The Case of the Twelve Million Dollar Shark

Tyler Cowen and Andrew are having a strange non-conversation about that stuffed shark that some purveyor of the post-tragically hip scooped up for a cool dozen Ms.

The dead shark cost $12 million to buy but, of course, it didn’t cost nearly that much to make. […] For the most part, it’s money passing back and forth from one set of hands to another, like a game — and, yes, the game is fun for those who have the money to play it. Don’t laugh, but we do in fact need some means of determining which of the rich people are the cool ones, and the art market surely serves that end. — Tyler

Focusing on the shark misses the point: conceptual art emphasized the idea over the object, and the art market responded by commodifying the idea. When the rich buy artwork, they may be buying their way into a select group of the “cool” rich but they are also asserting their understanding of contemporary art. That most people wouldn’t buy a $12 million stuffed shark, even if they had the money, is part of the allure. — Andrew

Erm, yes, but ‘conceptual’ art jumped its own shark when it became as aggressively anti-conceptual as it did, what with drawings studiously erased by their makers debuting in galleries leading eventually to exploded/segmented cows. Exactly what ‘idea’ is being expressed there? None, of course, except maybe Death, which is the original anti-idea when dressed up in the drag of Art. (Freud fell prey to this by remarking upon how everything turned to ‘dreck’. Zees is how ve say ‘sheet’ in Austrian.) The ultra of this fashion leads us back again to that diamond-encrusted skull, named repugnantly and blasphemously “For the Love of God.” Irony will get you nowhere in the conceptual art game when you ‘parody’ consumerism by welding a hundred millions worth of jewels to some poor sod’s actual head from the turn of the 18th century. It’s easy to pick on Damien Hearst, but that’s his problem, not mine, and anyway the real targets here are the effete, nihilist freaks lampooned to soul-crushing effect in Radiohead’s almost unlistenable Hail to the Thief dirge “We Suck Young Blood.” But Beck had them slightly beat back in 1998:

These withered hands
Have dug for a dream
Sifted through sand and leftover nightmares
Over the hill, a desolate wind
Turns shit to gold and blows my soul crazy

The end, o the end
We live again
O i grow weary of the end

O hungry days!
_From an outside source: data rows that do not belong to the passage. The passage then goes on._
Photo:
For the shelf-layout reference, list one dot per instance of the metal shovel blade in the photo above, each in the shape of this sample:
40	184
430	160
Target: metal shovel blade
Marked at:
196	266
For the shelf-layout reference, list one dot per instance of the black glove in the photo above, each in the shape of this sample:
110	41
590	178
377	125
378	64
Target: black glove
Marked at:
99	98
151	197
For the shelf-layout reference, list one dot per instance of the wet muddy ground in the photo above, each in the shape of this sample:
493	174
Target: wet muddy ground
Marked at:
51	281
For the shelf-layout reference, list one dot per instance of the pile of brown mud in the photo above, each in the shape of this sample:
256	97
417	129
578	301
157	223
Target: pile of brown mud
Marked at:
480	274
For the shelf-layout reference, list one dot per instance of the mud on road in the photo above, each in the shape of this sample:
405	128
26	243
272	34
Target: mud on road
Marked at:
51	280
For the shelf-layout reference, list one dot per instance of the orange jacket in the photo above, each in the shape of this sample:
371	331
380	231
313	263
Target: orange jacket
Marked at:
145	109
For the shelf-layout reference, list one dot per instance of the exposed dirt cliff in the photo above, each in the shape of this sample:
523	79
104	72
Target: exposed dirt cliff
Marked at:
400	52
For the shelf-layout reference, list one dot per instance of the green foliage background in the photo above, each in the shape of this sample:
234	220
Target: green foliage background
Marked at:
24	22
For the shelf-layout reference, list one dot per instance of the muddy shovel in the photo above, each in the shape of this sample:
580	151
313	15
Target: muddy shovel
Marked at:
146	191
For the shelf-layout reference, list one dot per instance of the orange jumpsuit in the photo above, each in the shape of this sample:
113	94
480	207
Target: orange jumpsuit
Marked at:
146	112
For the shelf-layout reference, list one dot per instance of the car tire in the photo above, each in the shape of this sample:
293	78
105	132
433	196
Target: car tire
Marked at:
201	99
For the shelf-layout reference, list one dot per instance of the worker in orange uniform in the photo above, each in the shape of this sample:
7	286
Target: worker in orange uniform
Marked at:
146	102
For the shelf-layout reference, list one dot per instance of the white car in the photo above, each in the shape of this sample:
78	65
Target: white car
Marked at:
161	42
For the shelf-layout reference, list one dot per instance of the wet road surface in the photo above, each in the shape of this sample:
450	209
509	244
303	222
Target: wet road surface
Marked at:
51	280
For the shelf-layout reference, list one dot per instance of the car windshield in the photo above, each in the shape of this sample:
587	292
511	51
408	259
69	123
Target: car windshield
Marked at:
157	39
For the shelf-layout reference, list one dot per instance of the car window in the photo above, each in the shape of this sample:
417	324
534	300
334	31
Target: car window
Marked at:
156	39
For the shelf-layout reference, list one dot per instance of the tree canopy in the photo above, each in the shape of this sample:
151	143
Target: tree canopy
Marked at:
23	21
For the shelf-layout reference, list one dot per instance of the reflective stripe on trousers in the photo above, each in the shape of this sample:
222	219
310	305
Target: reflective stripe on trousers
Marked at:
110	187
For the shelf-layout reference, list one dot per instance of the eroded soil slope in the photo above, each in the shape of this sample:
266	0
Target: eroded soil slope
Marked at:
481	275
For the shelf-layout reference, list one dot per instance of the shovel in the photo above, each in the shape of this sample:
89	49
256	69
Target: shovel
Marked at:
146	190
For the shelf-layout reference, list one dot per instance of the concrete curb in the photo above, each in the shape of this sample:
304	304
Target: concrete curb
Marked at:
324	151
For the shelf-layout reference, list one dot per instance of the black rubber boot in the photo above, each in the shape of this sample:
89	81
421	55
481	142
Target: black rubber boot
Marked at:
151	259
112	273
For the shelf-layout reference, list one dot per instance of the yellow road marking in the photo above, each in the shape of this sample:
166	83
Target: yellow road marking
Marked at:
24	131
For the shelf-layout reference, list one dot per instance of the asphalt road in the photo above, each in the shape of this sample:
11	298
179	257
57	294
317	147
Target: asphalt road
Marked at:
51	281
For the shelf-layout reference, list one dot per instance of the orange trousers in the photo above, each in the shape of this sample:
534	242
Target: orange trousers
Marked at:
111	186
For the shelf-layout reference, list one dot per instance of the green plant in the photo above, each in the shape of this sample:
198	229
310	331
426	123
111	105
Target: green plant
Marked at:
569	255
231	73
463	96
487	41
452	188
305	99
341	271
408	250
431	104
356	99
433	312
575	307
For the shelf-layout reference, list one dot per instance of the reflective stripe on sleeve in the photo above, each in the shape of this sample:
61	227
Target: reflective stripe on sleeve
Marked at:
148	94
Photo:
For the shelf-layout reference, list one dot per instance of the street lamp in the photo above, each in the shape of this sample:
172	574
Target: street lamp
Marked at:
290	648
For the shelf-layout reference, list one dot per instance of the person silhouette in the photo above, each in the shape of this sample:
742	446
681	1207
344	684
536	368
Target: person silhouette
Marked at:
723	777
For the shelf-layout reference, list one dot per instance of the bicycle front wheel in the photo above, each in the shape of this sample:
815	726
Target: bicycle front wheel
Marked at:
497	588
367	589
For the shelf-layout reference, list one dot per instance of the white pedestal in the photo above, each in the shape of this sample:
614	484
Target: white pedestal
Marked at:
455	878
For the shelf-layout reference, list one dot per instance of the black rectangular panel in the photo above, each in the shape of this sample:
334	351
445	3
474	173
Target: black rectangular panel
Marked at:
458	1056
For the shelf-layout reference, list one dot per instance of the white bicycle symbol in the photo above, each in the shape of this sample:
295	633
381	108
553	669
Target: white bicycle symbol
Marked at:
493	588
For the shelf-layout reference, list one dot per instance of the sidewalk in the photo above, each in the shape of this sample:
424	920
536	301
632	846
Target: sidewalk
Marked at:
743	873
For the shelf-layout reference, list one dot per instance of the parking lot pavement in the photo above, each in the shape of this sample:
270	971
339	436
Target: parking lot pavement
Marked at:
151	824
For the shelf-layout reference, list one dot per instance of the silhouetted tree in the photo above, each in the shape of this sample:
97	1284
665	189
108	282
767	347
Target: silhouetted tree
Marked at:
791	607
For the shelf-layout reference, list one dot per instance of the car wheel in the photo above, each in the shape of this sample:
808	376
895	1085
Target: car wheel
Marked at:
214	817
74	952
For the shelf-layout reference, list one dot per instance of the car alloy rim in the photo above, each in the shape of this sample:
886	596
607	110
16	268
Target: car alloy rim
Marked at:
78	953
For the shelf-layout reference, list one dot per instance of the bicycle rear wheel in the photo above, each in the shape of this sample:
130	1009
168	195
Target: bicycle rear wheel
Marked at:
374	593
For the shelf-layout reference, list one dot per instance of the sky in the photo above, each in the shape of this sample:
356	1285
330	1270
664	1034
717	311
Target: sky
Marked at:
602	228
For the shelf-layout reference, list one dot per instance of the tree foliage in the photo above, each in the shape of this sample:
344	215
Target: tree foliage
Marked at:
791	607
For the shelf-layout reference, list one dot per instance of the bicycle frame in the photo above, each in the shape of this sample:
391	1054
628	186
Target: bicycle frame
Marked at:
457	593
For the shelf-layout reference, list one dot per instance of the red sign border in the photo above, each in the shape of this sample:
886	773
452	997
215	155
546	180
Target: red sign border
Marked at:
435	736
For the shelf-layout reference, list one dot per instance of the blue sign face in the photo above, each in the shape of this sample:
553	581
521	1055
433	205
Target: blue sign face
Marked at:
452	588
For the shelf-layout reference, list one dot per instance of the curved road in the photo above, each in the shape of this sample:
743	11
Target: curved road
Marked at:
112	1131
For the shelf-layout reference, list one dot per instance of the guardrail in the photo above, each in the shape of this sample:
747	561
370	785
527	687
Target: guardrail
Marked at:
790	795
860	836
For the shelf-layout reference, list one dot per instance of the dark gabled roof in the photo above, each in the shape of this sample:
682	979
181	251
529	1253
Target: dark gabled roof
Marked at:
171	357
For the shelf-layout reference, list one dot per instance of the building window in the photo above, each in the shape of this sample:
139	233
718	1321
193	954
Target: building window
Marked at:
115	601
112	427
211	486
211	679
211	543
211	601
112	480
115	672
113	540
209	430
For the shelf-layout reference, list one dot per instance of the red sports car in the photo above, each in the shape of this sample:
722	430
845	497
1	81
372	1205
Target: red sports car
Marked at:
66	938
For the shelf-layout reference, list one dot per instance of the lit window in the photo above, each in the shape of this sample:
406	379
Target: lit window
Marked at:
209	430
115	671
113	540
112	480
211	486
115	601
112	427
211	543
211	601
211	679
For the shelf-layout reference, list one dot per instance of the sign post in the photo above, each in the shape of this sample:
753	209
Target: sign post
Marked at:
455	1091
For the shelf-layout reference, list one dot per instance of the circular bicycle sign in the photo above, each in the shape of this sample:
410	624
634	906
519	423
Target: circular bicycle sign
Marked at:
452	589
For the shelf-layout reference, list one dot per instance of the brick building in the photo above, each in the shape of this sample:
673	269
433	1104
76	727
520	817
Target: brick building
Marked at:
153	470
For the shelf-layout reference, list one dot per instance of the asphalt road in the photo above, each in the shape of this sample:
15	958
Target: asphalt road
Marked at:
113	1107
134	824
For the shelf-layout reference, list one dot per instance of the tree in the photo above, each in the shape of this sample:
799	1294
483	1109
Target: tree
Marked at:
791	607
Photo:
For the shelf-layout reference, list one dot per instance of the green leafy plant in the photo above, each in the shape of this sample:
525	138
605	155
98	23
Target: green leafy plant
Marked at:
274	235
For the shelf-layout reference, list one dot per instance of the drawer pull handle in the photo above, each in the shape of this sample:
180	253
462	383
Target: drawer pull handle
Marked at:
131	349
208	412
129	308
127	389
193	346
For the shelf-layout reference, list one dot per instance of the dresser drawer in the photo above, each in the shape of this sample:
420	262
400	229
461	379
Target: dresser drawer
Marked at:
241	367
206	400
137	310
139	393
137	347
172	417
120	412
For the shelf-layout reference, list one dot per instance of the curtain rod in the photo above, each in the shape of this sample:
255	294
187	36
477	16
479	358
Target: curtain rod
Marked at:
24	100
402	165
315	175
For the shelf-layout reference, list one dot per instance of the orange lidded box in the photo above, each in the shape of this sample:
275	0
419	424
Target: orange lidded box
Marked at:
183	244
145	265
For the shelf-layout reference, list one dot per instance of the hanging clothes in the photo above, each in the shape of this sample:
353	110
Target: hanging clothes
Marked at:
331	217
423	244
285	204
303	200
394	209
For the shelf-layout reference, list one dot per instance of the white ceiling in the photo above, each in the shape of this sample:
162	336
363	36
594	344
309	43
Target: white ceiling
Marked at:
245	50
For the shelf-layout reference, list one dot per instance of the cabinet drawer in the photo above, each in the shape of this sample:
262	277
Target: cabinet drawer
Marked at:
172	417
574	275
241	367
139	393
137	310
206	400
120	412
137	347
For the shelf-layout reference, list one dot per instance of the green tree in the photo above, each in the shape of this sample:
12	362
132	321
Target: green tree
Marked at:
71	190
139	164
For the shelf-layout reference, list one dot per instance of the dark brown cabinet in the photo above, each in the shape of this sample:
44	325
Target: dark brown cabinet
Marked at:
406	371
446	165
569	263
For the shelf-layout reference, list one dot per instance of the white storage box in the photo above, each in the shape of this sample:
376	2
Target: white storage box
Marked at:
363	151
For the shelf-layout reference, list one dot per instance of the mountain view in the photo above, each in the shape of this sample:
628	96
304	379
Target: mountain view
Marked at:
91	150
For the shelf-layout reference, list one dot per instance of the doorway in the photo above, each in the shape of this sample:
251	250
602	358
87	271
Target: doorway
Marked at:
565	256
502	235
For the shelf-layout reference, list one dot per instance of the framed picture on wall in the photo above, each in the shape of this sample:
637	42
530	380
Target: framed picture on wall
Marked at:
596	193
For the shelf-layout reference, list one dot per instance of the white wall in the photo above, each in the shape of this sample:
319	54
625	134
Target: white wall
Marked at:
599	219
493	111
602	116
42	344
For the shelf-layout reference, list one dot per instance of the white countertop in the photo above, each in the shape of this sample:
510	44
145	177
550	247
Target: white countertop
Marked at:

In the footsteps of fools
Gazing alone through sex-painted windows
Dredging the night, drunk libertines
Stink like a colognes from the newfangled wasteland…

The premise of Hearstlike ‘high concept’ art, and the Hollywood Freaks who shell out for it, is that any concept, no matter how high, reduces morbidly and horrendously to shit; art becomes, at best, a grotesque kind of meth-basement alchemy that turns the shit of the ‘disenchanted’ world to gold. Yabba dabba doo.